Insegnare la programmazione per bambini e ragazzi

Quando ho iniziato ad usare i computer negli anni 90 ogni computer aveva un ambiente di programmazione semplice, come il BASIC o il Logo. Era naturale per tutti coloro che possedessero un computer imparare a programmarlo, almeno in modo semplice, e a comprenderne il funzionamento. Ora la complessità dell’informatica ed il numero di “strati” di software creati negli anni è tale da rendere la programmazione una attività per pochi esperti. Abbiamo una moltitudine di utenti ed una piccola minoranza di sviluppatori di software. Non è necessario come una volta saper programmare per poter utilizzare un computer e non ci sono nei PC, Console Nintendo, XBOX ecc strumenti di programmazione semplici e accessibili come c’erano ai tempi del Commodore 64, Atari 800 ecc.

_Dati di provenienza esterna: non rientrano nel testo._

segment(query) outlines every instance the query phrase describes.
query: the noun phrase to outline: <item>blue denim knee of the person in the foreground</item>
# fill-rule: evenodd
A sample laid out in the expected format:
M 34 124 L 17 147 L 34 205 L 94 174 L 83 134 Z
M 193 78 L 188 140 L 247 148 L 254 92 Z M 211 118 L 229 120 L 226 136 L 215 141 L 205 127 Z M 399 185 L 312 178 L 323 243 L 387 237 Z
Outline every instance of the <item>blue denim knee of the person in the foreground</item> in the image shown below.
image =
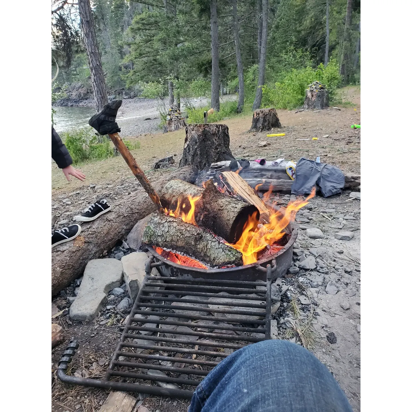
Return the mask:
M 352 412 L 312 353 L 274 339 L 232 353 L 197 386 L 188 412 Z

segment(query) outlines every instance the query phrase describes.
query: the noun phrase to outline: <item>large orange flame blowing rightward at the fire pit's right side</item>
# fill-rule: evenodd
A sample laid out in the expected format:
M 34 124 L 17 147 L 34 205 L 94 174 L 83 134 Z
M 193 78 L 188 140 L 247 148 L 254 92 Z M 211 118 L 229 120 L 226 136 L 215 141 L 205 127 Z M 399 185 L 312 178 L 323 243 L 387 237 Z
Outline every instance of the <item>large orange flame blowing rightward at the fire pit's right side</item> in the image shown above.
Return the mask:
M 265 193 L 264 198 L 269 198 L 269 194 Z M 255 230 L 257 224 L 257 212 L 248 219 L 243 226 L 243 233 L 239 241 L 231 246 L 240 250 L 243 254 L 243 265 L 254 263 L 258 261 L 258 253 L 265 249 L 268 245 L 271 246 L 274 242 L 280 240 L 283 235 L 283 229 L 288 226 L 291 221 L 295 220 L 296 212 L 303 206 L 309 203 L 309 199 L 315 196 L 315 187 L 311 194 L 305 200 L 295 200 L 288 203 L 286 208 L 281 208 L 279 211 L 272 209 L 269 223 L 259 225 Z M 267 196 L 266 196 L 267 195 Z

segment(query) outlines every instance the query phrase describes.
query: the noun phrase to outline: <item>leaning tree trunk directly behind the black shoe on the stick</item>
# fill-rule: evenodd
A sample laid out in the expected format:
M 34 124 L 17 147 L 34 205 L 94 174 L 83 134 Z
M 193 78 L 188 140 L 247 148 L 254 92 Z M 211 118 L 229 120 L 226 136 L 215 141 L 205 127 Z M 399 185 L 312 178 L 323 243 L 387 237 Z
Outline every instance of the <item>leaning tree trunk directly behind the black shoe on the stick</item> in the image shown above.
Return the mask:
M 89 59 L 91 86 L 93 87 L 94 93 L 94 106 L 96 112 L 98 112 L 108 102 L 106 83 L 91 16 L 90 2 L 89 0 L 79 0 L 78 5 L 80 26 L 82 28 L 87 58 Z

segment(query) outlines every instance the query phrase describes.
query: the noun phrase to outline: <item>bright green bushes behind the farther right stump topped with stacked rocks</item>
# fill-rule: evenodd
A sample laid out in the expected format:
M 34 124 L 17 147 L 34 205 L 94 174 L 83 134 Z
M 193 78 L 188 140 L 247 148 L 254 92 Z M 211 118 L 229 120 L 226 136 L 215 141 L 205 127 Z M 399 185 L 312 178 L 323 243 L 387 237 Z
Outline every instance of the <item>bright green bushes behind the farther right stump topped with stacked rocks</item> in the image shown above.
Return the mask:
M 329 91 L 329 100 L 335 98 L 335 91 L 341 82 L 339 65 L 336 60 L 331 60 L 328 66 L 321 63 L 316 69 L 307 66 L 302 69 L 292 69 L 282 73 L 281 81 L 274 87 L 265 85 L 262 87 L 262 106 L 279 109 L 293 109 L 304 102 L 308 84 L 318 80 Z

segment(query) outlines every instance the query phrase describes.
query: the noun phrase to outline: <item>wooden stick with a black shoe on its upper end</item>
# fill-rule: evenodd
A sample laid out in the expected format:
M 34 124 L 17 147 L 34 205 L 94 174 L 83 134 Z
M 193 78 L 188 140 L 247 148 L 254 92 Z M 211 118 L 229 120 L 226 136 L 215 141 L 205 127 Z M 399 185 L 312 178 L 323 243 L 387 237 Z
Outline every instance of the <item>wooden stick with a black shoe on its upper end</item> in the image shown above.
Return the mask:
M 124 144 L 122 138 L 119 136 L 120 128 L 116 123 L 117 110 L 122 105 L 121 100 L 112 100 L 109 103 L 105 104 L 103 108 L 96 115 L 92 116 L 89 120 L 89 125 L 98 131 L 99 134 L 107 134 L 112 140 L 113 144 L 119 150 L 119 153 L 122 155 L 123 159 L 127 163 L 127 166 L 130 167 L 133 175 L 136 176 L 137 180 L 142 185 L 143 189 L 149 195 L 152 202 L 157 207 L 160 213 L 163 213 L 163 206 L 160 203 L 159 195 L 156 193 L 154 187 L 147 179 L 145 173 L 137 164 L 135 158 L 130 153 L 130 150 Z M 96 133 L 96 134 L 98 134 Z

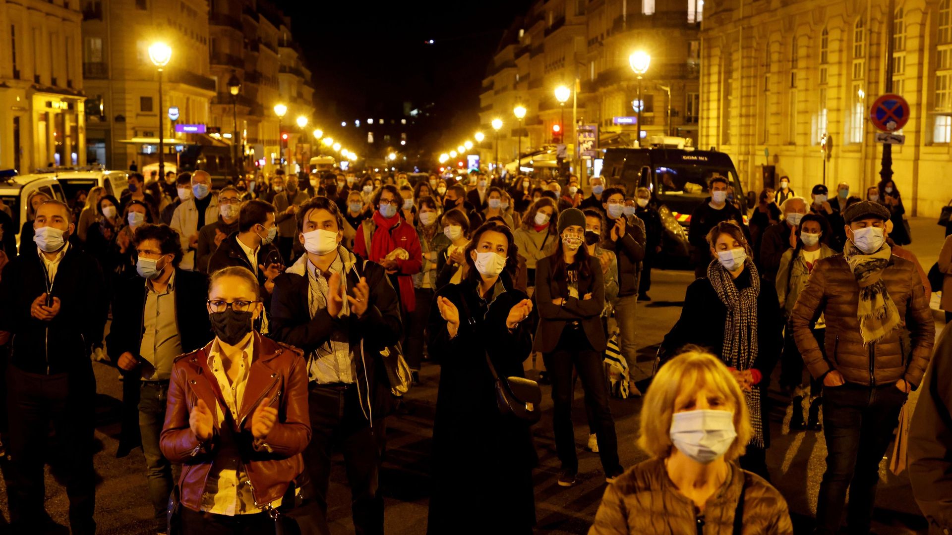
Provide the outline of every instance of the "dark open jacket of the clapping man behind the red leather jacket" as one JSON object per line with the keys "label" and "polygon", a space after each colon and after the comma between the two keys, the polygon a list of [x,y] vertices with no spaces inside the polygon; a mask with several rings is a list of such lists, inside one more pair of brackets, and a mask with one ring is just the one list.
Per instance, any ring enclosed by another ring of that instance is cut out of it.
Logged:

E questo non sembra interessare minimamente ad Apple, Microsoft, Sony, Nintendo ecc. Anzi. A parte chi decide di installare Linux per tutti gli altri la complessità è adeguatamente nascosta sotto strati di interfacce utente che consentono una sempre maggiore usabilità ma che rendono sempre più complesso per un neofita comprendere il funzionamento del proprio device e lo rendono sempre più dipendente da altri esperti per fare praticamente qualsiasi cosa che non sia stata progettata e realizzata da altri.

Ma la buona notizia è che un numero sempre maggiore di strumenti di programmazione semplici e pensati per chi inizia a programmare è in aumento. Molti degli strumenti a disposizione sono assolutamente semplici e forniscono una gratificazione notevole, anche più degli strumenti che avevamo a disposizione un tempo.

Ci sono strumenti per creare giochi, animazioni e persino App per tablet e smartphone e completamente gratuiti per la maggior parte.

Possiamo dividere i programmi di formazione alla programmazione in quattro categorie:

Ci sono piattaforme per creare codice sorgente scrivendo direttamente il codice, ci sono ambienti visuali dove è sufficiente spostare elementi visuali per creare programmi, spesso evitando la frustrazione degli errori di battitura, ci sono strumenti per creare giochi e app senza scrivere una sola riga di codice utilizzando delle strutture personalizzabili, template, ed infine strumenti che non richiedono che una connessine al Web, nulla da scaricare ed installare sul proprio PC o tablet.

Nei prossimi articoli iniziamo a vedere i diversi ambienti.

Un pensiero su “Insegnare la programmazione per bambini e ragazzi

  1. Ciao.
    Ho iniziato anche io negli anni ’90 (del secolo scorso!), però non a programmare ma ad usare un pc.
    Ero un utente assolutamente inesperto (anzi proprio impedito), però per come funzionavano le cose allora, sono stata “costretta” ad imparare MS-DOS e a capire per poter fare qualcosa di più che scrivere testi in txt! Di sicuro la mia naturale curiosità e la mia voglia di sapere sono state uno sprone, però era prorpio il funzuionamento della macchina stessa che ti costringeva a comprendere per poter fare. Prima l’utente era una persona che “guidava” la sua macchina (magari piano e male) ma sependo come era fatta e come si guidava, ora col pc si può andare a mille all’ora, fare gare di F1…senza neanche sapere su quale mezzo ci si trovi. Siamo sempre più utilizzatori e sempre meno consapevoli di ciò che stiamo utilizzando.
    Quindi, ben vengano gli strumenti di cui parli in questo post (e buono che esista Linux).